Art Aurea – this is art, design and manufactory culture indebted to craft traditions: Ceramic art, the art of jewelry making and silversmithing, studio glass, art made from wood, paper or textile. The current print issue 2-2015, is available at train stations and retail partners from 2nd May. Of course you can directly order the issue on Inspirational Places at our subscription service or subscribe online, too. With the Future Places we present selected galleries and concept stores that pursue profound ways to convey products, artworks and services.
Our photographer Laurens Grigoleit captured images of three unconventional Inspirational Places: the Sacred Heart church and the Alexander Tutsek foundation in Munich, and Kati Jünger’s ceramic workshop, which looks as though it has stepped outside the inexorable flow of time, at Laufen in Upper Bavaria.
The collector Thomas Olbricht created an “inspirational place” of a totally different sort at his me Collectors Room in Berlin. Visitors who enter this chamber of curiosities can immerse themselves in the conceptual world of the Renaissance and the Baroque – and also view contemporary art from a new perspective.
Our Who Wears My Art? photo happening focuses on a topic of contemporary art that’s especially dear to our hearts.

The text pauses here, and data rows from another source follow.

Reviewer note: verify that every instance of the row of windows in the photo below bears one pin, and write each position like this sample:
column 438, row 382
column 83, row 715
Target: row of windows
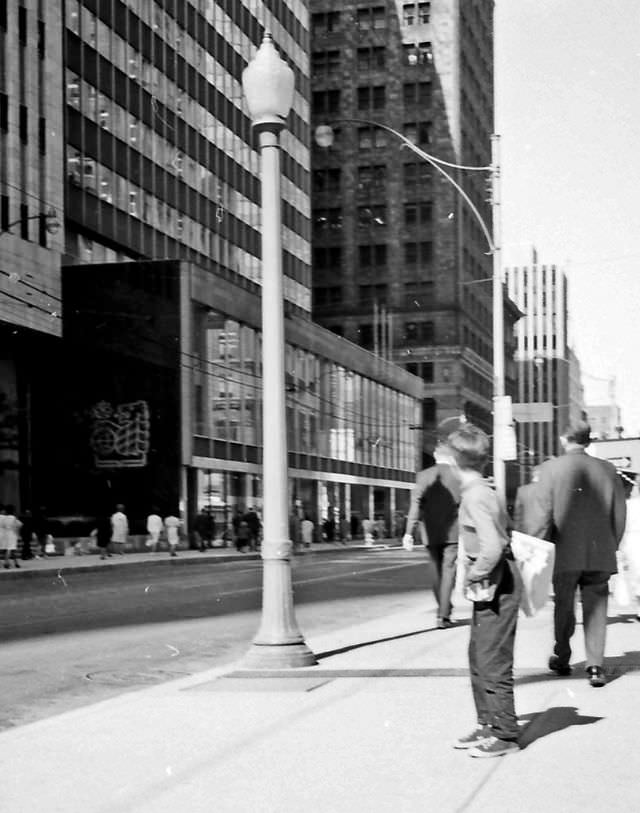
column 331, row 411
column 374, row 97
column 415, row 254
column 331, row 219
column 370, row 18
column 114, row 189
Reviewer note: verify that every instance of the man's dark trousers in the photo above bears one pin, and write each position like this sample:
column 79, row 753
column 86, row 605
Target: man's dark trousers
column 493, row 630
column 594, row 592
column 444, row 558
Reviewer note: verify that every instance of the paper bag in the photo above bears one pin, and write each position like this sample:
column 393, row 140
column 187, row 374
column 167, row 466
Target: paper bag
column 535, row 559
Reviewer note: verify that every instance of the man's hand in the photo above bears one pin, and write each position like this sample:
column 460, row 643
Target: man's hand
column 407, row 542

Many renowned museums now also collect artistic jewelry, which upholds standards very nearly on a par with those of contemporary sculpture. Unlike all other genres of art, the direct relationship between the artwork and the human being is an integral part of the piece’s concept. The portraits shot by the photographer Miriam Künzli at the Academy of Fine Arts in Munich proof this. The Zurich based photographer also captured the Gewerbemuseum in Winterthur with its unique collection of materials, which we can only recommend to creative and curios people. Niessing shows that a jewelry manufactory can be an Inspirational Place, too. The photos by Hideaki Hamada from Japan give the impression, that work is the most beautiful thing in the world.
In our new Vintage section, our coverage of auctions is being complemented by articles on interesting vintage shops and galleries. Vintage, which means something like venerable, is a topic, that fascinates more and more people. It fits Art Aurea so well, because reporting on it we build a bridge from contemporary Applied Arts to the past. The essential outlasts generations and it is exactly this what we show in Art Aurea.